Senate Bill Would Limit Debit Card ‘Swipe Fees’

Senate Bill Would Limit Debit Card ‘Swipe Fees’
May 24, 2010

An amendment to limit interchange fees—also called “swipe fees”—on debit card purchases has passed the U.S. Senate.

The amendment to a proposed financial regulatory reform bill was introduced by Sen. Richard Durbin (D-IL). It passed in May by a 64-33 margin.

The fees typically range from 1 to 3 percent of a debit card transaction’s value. Merchants pay the fees to card issuers. The amendment would not regulate credit card swipe fees.

Amendment supporters tout the measure as consumer-friendly. If merchants pay lower interchange fees, supporters say, the savings will be passed on to consumers.

Helps Retailers, Hurts Consumers?
Opponents—including card-issuing institutions—say regulating swipe fees might help retailers but there is no evidence consumers would see any savings.

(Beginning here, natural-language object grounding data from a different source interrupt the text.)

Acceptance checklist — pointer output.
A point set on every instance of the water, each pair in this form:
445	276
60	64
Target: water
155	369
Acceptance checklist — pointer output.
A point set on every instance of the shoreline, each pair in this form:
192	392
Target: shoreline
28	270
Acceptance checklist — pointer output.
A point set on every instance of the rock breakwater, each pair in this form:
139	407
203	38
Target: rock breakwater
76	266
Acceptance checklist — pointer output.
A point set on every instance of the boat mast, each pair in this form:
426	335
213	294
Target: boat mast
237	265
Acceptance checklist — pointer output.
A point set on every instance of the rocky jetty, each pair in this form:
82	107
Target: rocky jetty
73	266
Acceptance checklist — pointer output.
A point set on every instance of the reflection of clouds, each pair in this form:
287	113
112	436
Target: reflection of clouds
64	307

In fact, they say, card issuers might stop offering incentives programs if they are unable to charge unregulated interchange fees, which would harm consumers.

One of these opponents is the Credit Union National Association (CUNA), which has been working to keep the amendment out of the Senate’s financial reform bill, S. 3217, the Restoring American Financial Stability Act of 2010, whose chief sponsor is Sen. Christopher Dodd (D-CT).

On May 7, CUNA President and CEO Daniel A. Mica sent a letter to every member of the Senate stating his organization’s opposition to the proposed legislation. The Durbin amendment “would make changes to the card payments system which will increase costs and reduce choice for consumers and will give the largest merchants further leverage to harm small businesses, which are already under significant pressures in this difficult economy,” Mica wrote.

George Mason University School of Law Professor Todd J. Zywicki says card issuers and consumers have good reasons to be concerned about the Durbin amendment.

Expected Gains Questioned
Swipe fees exist because consumers demand the incentives programs these fees allow, Zywicki said. In Australia, the only country whose regulation of interchange fees has been studied, there is no evidence the limits led to any consumer gains, said Zywicki.

“It’s a pure wealth transfer to merchants, with a blind faith that merchants might pass this on to consumers. It’s just an exercise in blind faith and wishful thinking without any empirical reality,” he said.

Moreover, said Zywicki, if the regulation of swipe fees does make sense, there is no reason for the bill to regulate debit card swipe fees but not credit card swipe fees.

“The only explanation I can think of is bureaucratic brain-deadness,” said Zywicki. “Nobody knew that this was coming. Congress has had very few hearings on this question. I’ve never heard anybody try to provide an explanation for why you would try to treat debit cards differently from credit cards when it comes to interchange.”

Going ‘All-Out’
"We oppose the bill because of the interchange provision. Were it not for the interchange provision, we would find the bill balanced,” said CUNA spokesperson Patrick Keefe. “We are urging all members of the House to oppose interchange amendments in the financial regulatory reform legislation approved by the Senate. We are calling all our member credit unions—nearly 8,000 of them across the country—to begin contacting their congressional delegations to urge them to ‘remove interchange from the financial regulatory reform legislation.’ We are also asking credit unions to mobilize their own members, and we are bringing people here to Washington the second week of June to urge Congress to drop the interchange provisions.

“In other words: We've decided to go all-out," Keefe added.